Exclusive church jurisdiction over clerics in itself doesn’t give me any more problem than exclusive federal jurisdiction over state crimes arising out of the performance of federal duties (Tennesse v. Davis, 100 US 257 (1880)). And in the twelfth century (at least from what I glean from Pollock & Maitland) royal criminal administration was not markedly superior to ecclesiastical (“benefit of clergy,” arbitrary as it was, surely was a salutary check on the severity of punishment under common law). So I think it’s a little anachronistic to look at Becket’s actions from the perspective of our Hobbesian assumption of a unitary secular sovereignty.
The jurisdictional issue was, after all, only part of a greater struggle over the appropriate competences of king and Church (Clarenden also, for example, forbad excommunication of the king’s tenants-in-chief without his leave). And it wasn’t of course only Becket; St. Anselm, a predecessor in the primatial see, was exiled twice for resisting royal claims. So it seems to me that confining the “presenting issue” to a right to suppress and cover up not only misses the specific issue—jurisdiction to try—but also ignores the larger conflict which ended, in England, with Henry VIII’s assertion of royal headship of the Church.
From that perspective I have to admire the Church of England for keeping Becket on the calendar. And though I also understand the lack of enthusiasm, I think characterizing his stance as a justification for contemporary episcopal negligence and cowardice is less helpful than seeing his actions in the context of the Gregorian and Cluniac reforms.
We're going to have to agree to disagree, then. I think that the martyrdom of Becket and the strength of devotion it inspired has hallowed his cause which I'd argue was on balance wrong even in the 1160s--even William of Newburgh critiqued Becket's position as "more interested in the rights of clerics than in redressing their wrongs" and the Empress Matida silenced Becket's envoy to her by pointing to cases of notorious clerics flouting the law. Not to mention the abject failure of the ecclesiastical justice system in adjudicating (or rather, not adjudicating) the charges against Archdeacon Osbert of murdering Abp William of York. But, as you note, at least in 1160, Becket could point to gross inadequacies in secular jurisdiction. So at least then Becket had some point--although canon law had no interest in protecting the victims, and no effective means of punishment.

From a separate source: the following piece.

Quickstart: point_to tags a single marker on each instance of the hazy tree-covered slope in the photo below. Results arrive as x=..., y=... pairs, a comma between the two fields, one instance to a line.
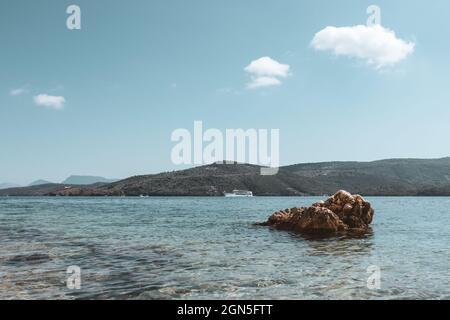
x=397, y=177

The problem is, though, that the international cover up in the Twentieth Century *wasn't* "contemporary episcopal negligence and cowardice"; it was the only way to comply with the Pio-Bendictine Code provisions I have cited, certainly in nations that did not have concordats with the Vatican (such as the US) allowing one or the other sovereign to try priests and other clerics. That's why popes as disparate as John XXIII (who promulgated Criminale Solicitaciones) and John Paul II (who quite simply, booted the issue) are equally involved in the cover up. After the 1984 Code came into effect, the situation is more muddled, and there is an argument that cooperation with secular jurisdictions may have been permitted. However, the Cardinals, bishops and priests in power then had been formed by the Pio-Benedictine Code, and that was the culture they knew.
And, yes, I believe not wanting to surrender the independence won by Becket's blood was a cause of it.